Our get-togethers, every weekday morning for 52 weeks now, have given us daily moral support. We’ve read each other’s work, spurred each other on with other viewpoints and answers to one of a writer’s most persistent questions. Namely, what do I write next?
We have gotten together virtually—we use an online platform called Slack—and written on holidays and weekends, even vacation. Different time zones be damned! The beach or the tour can wait! We’ve gotta write.
I looked back to see what I wrote in the past year. It startled me.
Among my scribbling projects, I revised my second edition of Divided Loyalties (coming soon!), tweaked my Annapolis Cinderella story and wrote query letters for it (let’s not talk about rejections now). I wrote a contemporary romance, finessed my novella (also coming soon!) Right now I’m into the rewrite of my Ocean City historical fiction (pitching at the Historical Novel Society meeting later this month.)
Six o’clock in the morning is a good time to get started. The phone doesn’t ring. No one texts me. The coffee is still fresh. (Thank you, dear husband, for pouring me a cup every day.)
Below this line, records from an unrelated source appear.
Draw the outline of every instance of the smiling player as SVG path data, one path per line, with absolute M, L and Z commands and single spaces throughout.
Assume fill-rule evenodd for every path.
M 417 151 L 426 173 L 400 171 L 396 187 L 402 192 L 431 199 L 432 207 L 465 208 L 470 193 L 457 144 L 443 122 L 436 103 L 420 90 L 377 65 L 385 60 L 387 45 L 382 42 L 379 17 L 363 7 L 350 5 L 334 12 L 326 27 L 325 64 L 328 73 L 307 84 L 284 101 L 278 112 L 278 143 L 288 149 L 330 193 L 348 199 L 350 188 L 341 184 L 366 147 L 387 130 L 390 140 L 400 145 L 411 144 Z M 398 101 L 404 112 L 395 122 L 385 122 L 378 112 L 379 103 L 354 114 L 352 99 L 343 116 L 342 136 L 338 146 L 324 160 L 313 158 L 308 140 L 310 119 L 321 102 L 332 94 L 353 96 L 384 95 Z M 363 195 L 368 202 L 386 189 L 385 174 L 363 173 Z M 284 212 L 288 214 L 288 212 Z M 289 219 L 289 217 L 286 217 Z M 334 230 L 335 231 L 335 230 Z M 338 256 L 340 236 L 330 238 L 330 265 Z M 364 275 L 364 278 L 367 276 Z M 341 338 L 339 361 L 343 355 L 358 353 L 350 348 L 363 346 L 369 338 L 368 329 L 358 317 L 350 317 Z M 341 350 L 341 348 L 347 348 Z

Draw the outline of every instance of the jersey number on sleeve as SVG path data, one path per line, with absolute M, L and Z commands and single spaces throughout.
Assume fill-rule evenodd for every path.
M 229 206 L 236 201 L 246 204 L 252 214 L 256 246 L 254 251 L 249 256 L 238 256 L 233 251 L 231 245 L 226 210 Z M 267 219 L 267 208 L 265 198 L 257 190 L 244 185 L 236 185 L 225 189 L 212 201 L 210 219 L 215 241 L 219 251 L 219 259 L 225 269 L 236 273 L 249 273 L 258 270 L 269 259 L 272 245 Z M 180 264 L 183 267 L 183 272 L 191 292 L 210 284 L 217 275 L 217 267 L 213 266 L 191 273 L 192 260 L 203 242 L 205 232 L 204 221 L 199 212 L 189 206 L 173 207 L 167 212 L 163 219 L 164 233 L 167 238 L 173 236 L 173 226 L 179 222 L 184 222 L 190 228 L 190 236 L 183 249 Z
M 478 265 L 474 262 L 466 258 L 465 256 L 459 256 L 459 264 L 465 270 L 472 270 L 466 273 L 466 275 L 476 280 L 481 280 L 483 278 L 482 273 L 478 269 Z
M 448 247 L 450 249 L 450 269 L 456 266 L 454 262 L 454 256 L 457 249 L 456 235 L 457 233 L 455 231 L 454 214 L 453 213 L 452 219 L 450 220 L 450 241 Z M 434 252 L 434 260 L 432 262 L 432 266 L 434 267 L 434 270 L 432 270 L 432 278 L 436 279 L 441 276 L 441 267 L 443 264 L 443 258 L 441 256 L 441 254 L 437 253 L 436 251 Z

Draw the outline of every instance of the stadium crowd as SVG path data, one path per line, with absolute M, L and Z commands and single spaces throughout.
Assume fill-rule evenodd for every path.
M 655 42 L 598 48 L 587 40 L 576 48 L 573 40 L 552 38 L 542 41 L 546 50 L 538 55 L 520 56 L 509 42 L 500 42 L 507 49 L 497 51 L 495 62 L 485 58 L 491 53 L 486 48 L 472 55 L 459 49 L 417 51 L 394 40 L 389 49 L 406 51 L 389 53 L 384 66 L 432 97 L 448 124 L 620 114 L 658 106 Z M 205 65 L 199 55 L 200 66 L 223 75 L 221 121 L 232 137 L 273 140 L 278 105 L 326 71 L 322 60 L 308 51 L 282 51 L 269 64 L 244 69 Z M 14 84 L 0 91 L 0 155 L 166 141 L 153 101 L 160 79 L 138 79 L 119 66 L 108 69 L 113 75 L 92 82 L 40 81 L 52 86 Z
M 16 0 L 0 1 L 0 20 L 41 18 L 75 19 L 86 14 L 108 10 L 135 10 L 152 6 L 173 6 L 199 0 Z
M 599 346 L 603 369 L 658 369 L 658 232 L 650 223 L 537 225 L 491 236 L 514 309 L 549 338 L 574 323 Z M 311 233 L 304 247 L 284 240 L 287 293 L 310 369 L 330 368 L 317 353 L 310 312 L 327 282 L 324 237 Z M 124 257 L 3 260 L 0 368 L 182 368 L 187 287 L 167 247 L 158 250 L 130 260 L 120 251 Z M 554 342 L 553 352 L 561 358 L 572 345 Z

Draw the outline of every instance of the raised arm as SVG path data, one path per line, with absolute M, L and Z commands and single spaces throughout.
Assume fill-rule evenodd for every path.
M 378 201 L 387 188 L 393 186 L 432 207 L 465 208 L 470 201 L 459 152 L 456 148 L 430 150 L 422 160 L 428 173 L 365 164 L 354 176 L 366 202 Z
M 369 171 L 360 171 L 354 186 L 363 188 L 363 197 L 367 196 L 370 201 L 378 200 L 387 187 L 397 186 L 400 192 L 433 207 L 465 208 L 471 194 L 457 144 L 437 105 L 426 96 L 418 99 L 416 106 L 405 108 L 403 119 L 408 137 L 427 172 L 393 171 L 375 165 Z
There are drawbacks. My garden is slightly neglected. My house decidedly so. I used to go to exercise classes pretty regularly at 8. Sometimes these things don’t get the attention they deserve because I’m lost in another world.
But who cares? I’m writing. Correction: we’re writing. I’m ever so grateful for my writing friends who get out their laptops at 6 a.m. for a refreshing dip into the worlds they’ve created.
There is, I believe, no better way to start my day.